On Monday, July 29, 2019 at 6:40:56 PM UTC+3, Louis Elston wrote:
>
> 07/17/19 – wrote this…
>
> We are currently using Windows \ Jenkins 2.107.1 (no pipeline), and I am 
> researching going to pipeline. We have a nightly build job, that fetches 
> from repositories, and submits and waits on other jobs. I see 9 jobs 
> running on the same Master node (we only have a master), at the same time. 
> I am not clear on if we should have one Jenkinsfile or multiple 
> Jenkinsfiles. It will not be a multibranch pipeline, as we do not create 
> test branches and then merge back to a master. In the repository we have 
> product1.0 branch, product2.0 branch etc., and build only one branch (the 
> latest one). While I do like the Blue Ocean editor, it is only for 
> MultiBranch pipelines.
>
> Looking for directions and\or examples on how to convert existing Jenkins 
> non-pipeline systems, to pipeline.  I did find this…
> https://wiki.jenkins.io/display/JENKINS/Convert+To+Pipeline+Plugin. It 
> does help a little in that it gives you some converted steps, but cannot 
> convert all the steps, and will give comments in the pipeline script 
> "//Unable to convert a build step referring to...please verify and convert 
> manually if required." There is an option "Recursively convert downstream 
> jobs if any" and if you select that, it appears to add all the downstream 
> jobs to the same pipeline script, and really confuses the job parameters. 
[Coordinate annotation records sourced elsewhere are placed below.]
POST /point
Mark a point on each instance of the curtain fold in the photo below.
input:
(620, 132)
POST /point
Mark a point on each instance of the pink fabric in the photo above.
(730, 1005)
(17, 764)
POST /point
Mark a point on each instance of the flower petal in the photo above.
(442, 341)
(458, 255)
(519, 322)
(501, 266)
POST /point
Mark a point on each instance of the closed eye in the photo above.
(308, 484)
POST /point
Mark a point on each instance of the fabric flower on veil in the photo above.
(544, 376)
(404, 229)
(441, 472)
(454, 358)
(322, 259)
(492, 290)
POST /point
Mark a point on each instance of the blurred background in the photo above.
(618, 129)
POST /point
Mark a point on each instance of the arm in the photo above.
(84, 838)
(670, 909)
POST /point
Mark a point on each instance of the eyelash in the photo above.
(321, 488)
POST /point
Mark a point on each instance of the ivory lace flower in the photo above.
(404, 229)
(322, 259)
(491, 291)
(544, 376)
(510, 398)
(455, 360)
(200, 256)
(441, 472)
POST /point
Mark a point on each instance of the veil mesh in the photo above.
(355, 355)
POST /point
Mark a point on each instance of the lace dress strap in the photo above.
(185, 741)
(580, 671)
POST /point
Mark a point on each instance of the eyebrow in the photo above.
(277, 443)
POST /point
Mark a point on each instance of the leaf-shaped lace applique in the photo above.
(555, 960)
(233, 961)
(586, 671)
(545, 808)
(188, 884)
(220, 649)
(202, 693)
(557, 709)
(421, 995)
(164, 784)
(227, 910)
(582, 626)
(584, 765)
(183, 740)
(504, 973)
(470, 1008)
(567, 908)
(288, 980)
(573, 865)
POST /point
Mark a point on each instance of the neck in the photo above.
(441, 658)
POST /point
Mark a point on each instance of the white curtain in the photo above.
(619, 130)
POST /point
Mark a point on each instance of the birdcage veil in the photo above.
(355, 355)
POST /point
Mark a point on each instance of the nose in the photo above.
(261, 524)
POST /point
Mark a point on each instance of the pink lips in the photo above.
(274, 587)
> There is also an option to "Commit JenkinsFile" (if doing declarative). I 
> will play with this some more, but it is not the be all and end all of 
> converting to pipeline, and I still am not sure of whether I should be have 
> one or more scripts.
>
> Added 07/26/19 - Let’s see if I have my research to date correct…
>
> A Declarative pipeline (Pipeline Script from SCM), is stored in a 
> Jenkinsfile in the repository. Every time that this Jenkins job is 
> executed, a fetch from the repository is done (to get the latest version of 
> the Jenkinsfile).
>
> A Pipeline script is stored as part of the config.xml file in the 
> Jenkins\Jobs folder (it is not stored in the repository, or in a separate 
> Jenkinsfile in the jobs folder). There is a fetch from the repository only 
> if you put it in (you do not need to do a repository fetch to get the 
> Pipeline script).
>
> Besides our nightly product build, we also have other jobs. I could create 
> a separate Declarative Jenkinsfile for each of them (JenkinsfileA, 
> JenkinsfileB, etc.) for each of the other jobs and store then in the 
> repository also (in the same branch as the main Jenkinsfile), but that 
> would mean that every one of those additional jobs, to get the particular 
> Jenkinsfile for that job, would also need to do a repository fetch 
> (basically fetching\cloning the repository branch for each job, and have 
> multiple versions of the repository branch unnecessarily downloaded to the 
> workspace of each job).
>
> That does not make sense to me (unless my understanding of things to date 
> is incorrect). Because the main product build does require a fetch every 
> time it is run (to get any possible developer check-ins), I do not see a 
> problem doing Declarative Jenkinsfile for that job. For the other jobs (if 
> we do not leave then for the time being in the classic (non-pipeline) 
> format)), they will be Pipeline scripts.
>
> Is there any way of (or plans for), being able to do Declarative pipeline 
> without having to store in the repository and doing a fetch every time 
> (lessening the need to become a Groovy developer)? The Blue Ocean script 
> editor appears to be an easier tool to use to create pipeline scripts, but 
> it is only for MultiBranch pipelines (which we don’t do).
>
> Serialization (restarting a job), is that only for when a node goes down, 
> or can you restart a pipeline job (Declarative or Scripted), from any point 
> if it fails?
>
> I see that there are places to look to see what Jenkins plugin’s have been 
> ported to pipeline, but is there anything that can be run to look at the 
> classic jobs that you have, to determine up front which jobs are going to 
> have problems being converted to pipeline (non supported plugins)?